Sociedade
Perder São Paulo
VLADIMIR SAFATLE
ESPECIAL PARA A FOLHA
Há alguns meses, os cinemas da cidade de São Paulo receberam um
filme publicitário sintomático.
Nele, a avenida Paulista era apresentada em fim de tarde chuvoso enquanto
um locutor declamava em "off": "Você já
imaginou São Paulo com mais verde?".
Nesse instante, árvores apareciam no meio
da Paulista. Animado, o locutor continuava: "E com menos chuvas?"; então a chuva
se desfazia. "Com menos prédios?"; prontamente, prédios iam embora. "E com menos trânsito?" Então, nesse momento sublime, boa parte dos carros sumia, e uma cidade aprazível ganhava corpo.
No entanto, quando começávamos a nos
acostumar com tal cidade, a voz do locutor,
marcada pelo tom de uma certa cumplicidade publicitária de quem julga saber o que
realmente queremos, lembrava: "Só que essa cidade não seria São Paulo". Tudo, então, retornava como antes, movido por
uma alegre afirmação do caos; e isso sem
que tivéssemos tempo de simplesmente
perguntar: "E, afinal, qual o problema?".
Sim, qual o problema em perder São Paulo para ganhar uma cidade com especulação imobiliária controlada, espaços públicos e prioridade para transporte coletivo?
Afinal, perder São Paulo não seria a condição necessária para uma profunda autocrítica urbana que teima em não vir?
Desconstruir o imaginário
Nesse sentido, o melhor presente que a cidade poderia ter recebido na comemoração de seu "aniversário", na última quarta-feira, teria sido não a atualização de predicados (cidade que não pára, motor do país)
que servem apenas para esconder os resultados de um processo concentrado e descontrolado de desenvolvimento urbano.
Nem declarações multiculturais do tipo:
"Esta é a única cidade em que podemos ir a
um restaurante húngaro à meia-noite".
O melhor presente que a cidade poderia
ter recebido não é nem sequer a versão pós-moderna dessas odes, ou seja, a afirmação
de São Paulo como o nome próprio de uma
multiplicidade inconsistente "a la Koolhaus" que pulsa livremente, afirmando a
pluralidade híbrida de estilos para além dos
desejos "modernistas" de ordem, plano e
função. Pulsação livre que, em outros tempos, recebia um nome menos pomposo:
desenvolvimento a partir do interesse imobiliário do dia.
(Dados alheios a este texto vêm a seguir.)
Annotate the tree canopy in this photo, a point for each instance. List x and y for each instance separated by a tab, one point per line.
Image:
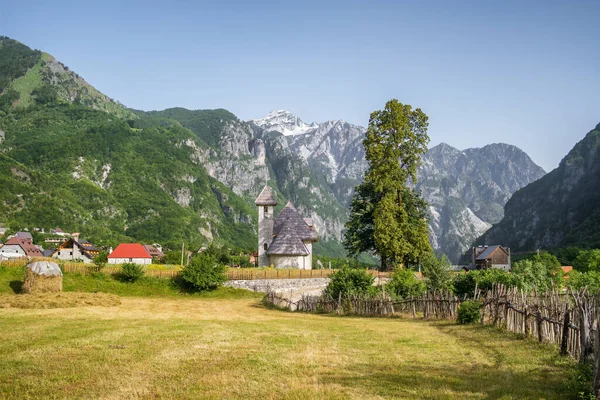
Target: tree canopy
387	215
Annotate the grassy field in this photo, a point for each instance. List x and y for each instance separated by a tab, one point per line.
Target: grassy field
199	347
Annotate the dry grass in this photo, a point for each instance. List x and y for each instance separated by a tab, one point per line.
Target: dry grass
221	348
59	300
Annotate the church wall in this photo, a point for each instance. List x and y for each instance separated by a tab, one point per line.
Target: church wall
265	233
299	262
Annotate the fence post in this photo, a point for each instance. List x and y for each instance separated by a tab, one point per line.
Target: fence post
565	337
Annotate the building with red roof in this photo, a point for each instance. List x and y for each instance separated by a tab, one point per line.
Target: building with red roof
129	253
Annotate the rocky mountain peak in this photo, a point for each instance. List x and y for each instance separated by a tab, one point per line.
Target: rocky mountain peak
284	122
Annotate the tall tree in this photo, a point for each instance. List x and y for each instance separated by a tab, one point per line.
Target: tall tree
387	216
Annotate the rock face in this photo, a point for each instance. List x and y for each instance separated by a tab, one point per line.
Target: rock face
560	209
466	190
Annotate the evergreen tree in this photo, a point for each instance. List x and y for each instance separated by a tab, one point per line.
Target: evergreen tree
387	216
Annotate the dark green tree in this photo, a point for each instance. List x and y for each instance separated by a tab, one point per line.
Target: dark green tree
387	216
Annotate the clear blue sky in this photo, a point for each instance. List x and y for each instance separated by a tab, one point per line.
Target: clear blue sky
520	72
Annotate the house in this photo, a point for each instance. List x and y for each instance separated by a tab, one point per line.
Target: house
284	241
18	247
59	232
154	252
485	257
130	253
75	249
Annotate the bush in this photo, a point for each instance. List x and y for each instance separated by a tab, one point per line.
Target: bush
132	272
348	281
468	312
404	283
204	272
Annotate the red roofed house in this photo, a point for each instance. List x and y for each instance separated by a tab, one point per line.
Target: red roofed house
130	253
19	247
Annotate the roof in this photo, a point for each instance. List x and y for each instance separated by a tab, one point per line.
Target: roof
24	235
484	255
28	247
265	198
290	216
287	242
153	251
85	247
129	250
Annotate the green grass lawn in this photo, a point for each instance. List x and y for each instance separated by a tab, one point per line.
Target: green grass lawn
185	346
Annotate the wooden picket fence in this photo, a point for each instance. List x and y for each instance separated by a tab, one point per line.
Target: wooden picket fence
230	274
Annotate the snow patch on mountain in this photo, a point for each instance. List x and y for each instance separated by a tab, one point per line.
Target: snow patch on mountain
284	122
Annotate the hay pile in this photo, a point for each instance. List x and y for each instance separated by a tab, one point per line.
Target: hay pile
59	300
42	277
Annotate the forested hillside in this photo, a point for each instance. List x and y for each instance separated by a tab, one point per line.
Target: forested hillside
561	209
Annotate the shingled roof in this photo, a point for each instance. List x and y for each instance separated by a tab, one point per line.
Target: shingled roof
487	252
288	243
265	198
289	217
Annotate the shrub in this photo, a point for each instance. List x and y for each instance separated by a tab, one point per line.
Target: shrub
437	273
348	281
404	283
204	272
468	312
132	272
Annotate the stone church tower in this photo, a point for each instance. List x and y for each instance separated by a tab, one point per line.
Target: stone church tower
284	241
266	210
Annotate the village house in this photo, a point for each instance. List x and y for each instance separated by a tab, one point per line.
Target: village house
24	235
74	249
130	253
284	241
18	247
486	257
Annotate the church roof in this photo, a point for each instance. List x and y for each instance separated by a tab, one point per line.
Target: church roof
290	216
288	243
290	231
265	198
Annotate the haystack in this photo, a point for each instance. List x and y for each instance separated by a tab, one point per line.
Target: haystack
42	277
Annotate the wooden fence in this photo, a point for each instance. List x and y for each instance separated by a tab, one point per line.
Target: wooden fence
230	274
567	320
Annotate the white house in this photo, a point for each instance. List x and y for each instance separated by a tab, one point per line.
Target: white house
129	253
74	249
17	247
284	241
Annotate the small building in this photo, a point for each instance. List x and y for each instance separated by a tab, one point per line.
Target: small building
24	235
284	241
18	247
154	252
130	253
486	257
74	249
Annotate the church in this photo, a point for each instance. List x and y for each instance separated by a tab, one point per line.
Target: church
284	241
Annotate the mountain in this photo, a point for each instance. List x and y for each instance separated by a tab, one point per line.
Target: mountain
467	190
31	75
72	157
561	209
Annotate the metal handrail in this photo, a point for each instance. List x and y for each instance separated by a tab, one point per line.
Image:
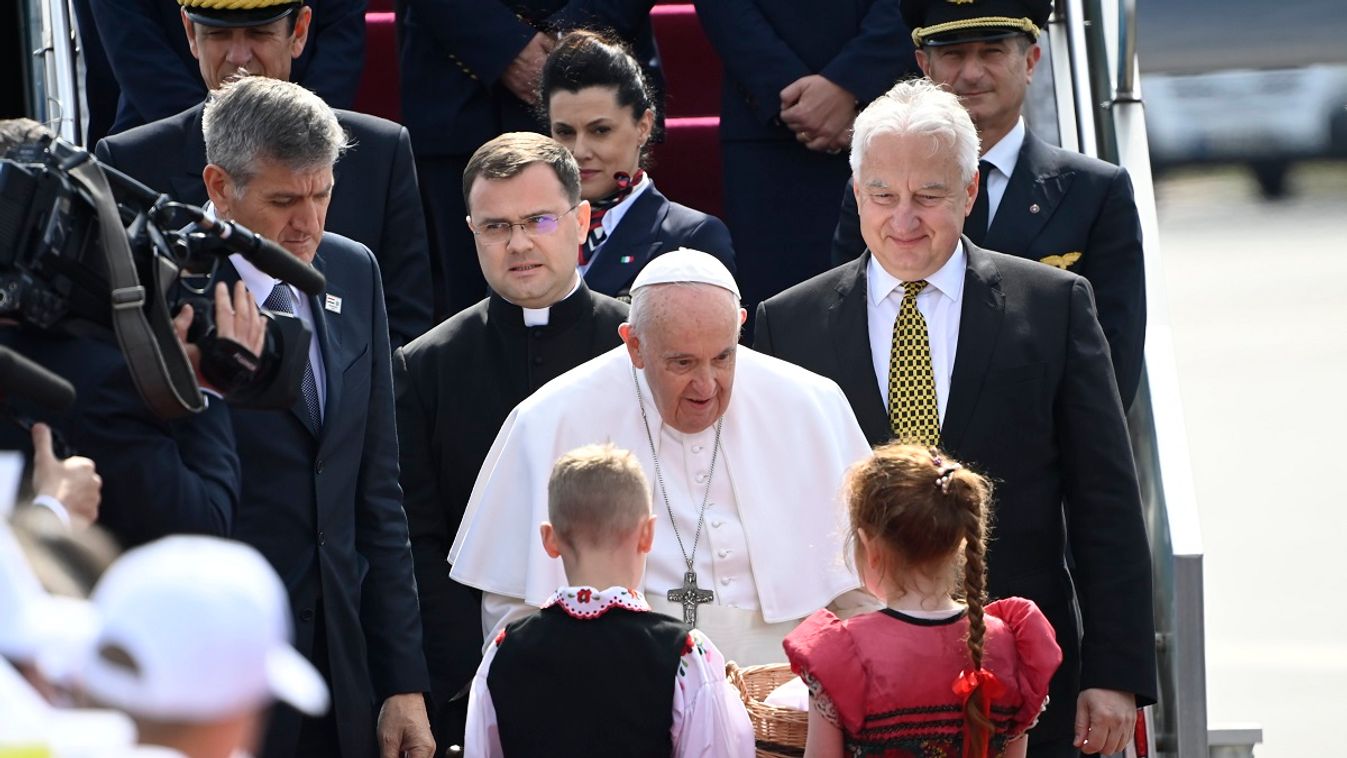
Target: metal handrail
1114	129
1126	88
57	94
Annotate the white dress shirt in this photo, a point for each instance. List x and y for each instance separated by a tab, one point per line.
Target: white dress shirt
260	284
542	317
939	303
614	216
1002	155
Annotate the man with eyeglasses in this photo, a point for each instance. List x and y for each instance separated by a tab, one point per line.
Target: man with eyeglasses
458	383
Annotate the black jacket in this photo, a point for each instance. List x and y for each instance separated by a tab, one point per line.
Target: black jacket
325	508
375	199
1032	405
1071	212
455	387
655	225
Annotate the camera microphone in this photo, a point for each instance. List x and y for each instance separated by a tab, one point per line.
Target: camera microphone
20	377
266	255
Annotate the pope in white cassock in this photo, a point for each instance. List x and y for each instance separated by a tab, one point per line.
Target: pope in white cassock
750	528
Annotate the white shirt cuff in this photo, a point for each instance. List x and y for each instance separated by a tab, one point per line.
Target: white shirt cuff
54	506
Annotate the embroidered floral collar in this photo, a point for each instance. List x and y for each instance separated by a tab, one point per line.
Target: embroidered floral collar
587	602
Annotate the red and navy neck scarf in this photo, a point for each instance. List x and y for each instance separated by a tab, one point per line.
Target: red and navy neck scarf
625	183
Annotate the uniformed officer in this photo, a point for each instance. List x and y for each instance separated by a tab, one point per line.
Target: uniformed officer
1035	199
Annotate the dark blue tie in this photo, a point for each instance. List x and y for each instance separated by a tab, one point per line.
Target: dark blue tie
282	302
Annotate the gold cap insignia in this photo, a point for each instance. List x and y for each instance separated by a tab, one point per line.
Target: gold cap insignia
1063	261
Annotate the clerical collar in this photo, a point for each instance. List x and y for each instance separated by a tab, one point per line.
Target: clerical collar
947	279
1005	154
563	313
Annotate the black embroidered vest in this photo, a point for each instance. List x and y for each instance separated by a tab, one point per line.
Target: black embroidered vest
563	687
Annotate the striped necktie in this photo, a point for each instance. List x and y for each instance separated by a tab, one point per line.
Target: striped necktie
913	412
282	302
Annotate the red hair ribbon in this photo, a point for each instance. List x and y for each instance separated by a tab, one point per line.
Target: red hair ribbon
963	687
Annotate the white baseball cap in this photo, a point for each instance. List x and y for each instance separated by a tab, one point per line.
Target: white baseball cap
195	629
687	267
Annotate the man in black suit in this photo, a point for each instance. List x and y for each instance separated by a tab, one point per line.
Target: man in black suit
796	72
154	65
1001	362
319	494
375	202
1036	201
535	325
469	73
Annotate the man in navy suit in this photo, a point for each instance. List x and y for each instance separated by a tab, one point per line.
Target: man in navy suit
1001	362
469	70
321	496
154	63
1037	201
376	199
795	77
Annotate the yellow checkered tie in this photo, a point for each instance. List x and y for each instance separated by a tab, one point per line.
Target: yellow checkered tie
913	412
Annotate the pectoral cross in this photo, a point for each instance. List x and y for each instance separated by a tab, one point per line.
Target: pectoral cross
690	595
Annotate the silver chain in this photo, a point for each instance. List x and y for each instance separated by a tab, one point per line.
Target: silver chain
659	477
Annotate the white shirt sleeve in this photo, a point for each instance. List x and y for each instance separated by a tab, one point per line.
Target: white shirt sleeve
709	716
55	506
500	611
482	737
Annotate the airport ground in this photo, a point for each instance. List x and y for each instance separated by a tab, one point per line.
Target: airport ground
1257	295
Isso quando não era simples
perda de coesão resultante de clivagens sociais que não podem ser escondidas no tecido urbano.
Pluralidade híbrida que, por sua vez, acabou por produzir apenas a repetição inumerável de bricolagens neoclássicas com
aspirações de luxo: estilo arquitetônico feito de ruínas de um passado que a cidade
nunca conheceu e que pode ser encontrado
atualmente em qualquer bairro paulistano.
Na verdade, o presente que São Paulo
merece é sua perda. Ou seja, perda das imagens que compõem nosso imaginário urbano assim como a ideologia que procura
justificar os impasses com os quais nos deparamos todos os dias. Início doloroso de um
processo de formação da consciência da
necessidade imperativa de mudanças profundas. Pois fazer a autocrítica de São Paulo
não deve ser visto como um estranho exercício de masoquismo social, mas de um
amor que sabe usar a força da recusa.
Talvez essa seja uma das maneiras de
lembrarmos como nossos sonhos de progresso podem, muitas vezes, produzir
monstros; principalmente quando tais sonhos são capitaneados por uma elite socioeconômica que prefere viver em uma
"outra" cidade - esta que é composta por
bairros murados, condomínios fechados,
shopping-bunkers e helicópteros. O que
São Paulo precisa é, afinal, de um conceito
novo de progresso, conceito que só poderá
ser realizado por outros atores sociais.
Vladimir Safatle é professor de filosofia na Faculdade de Filosofia, Letras e Ciências Humanas da USP e
organizador de "Um Limite Tenso - Lacan entre a Filosofia e a Psicanálise" (ed. Unesp).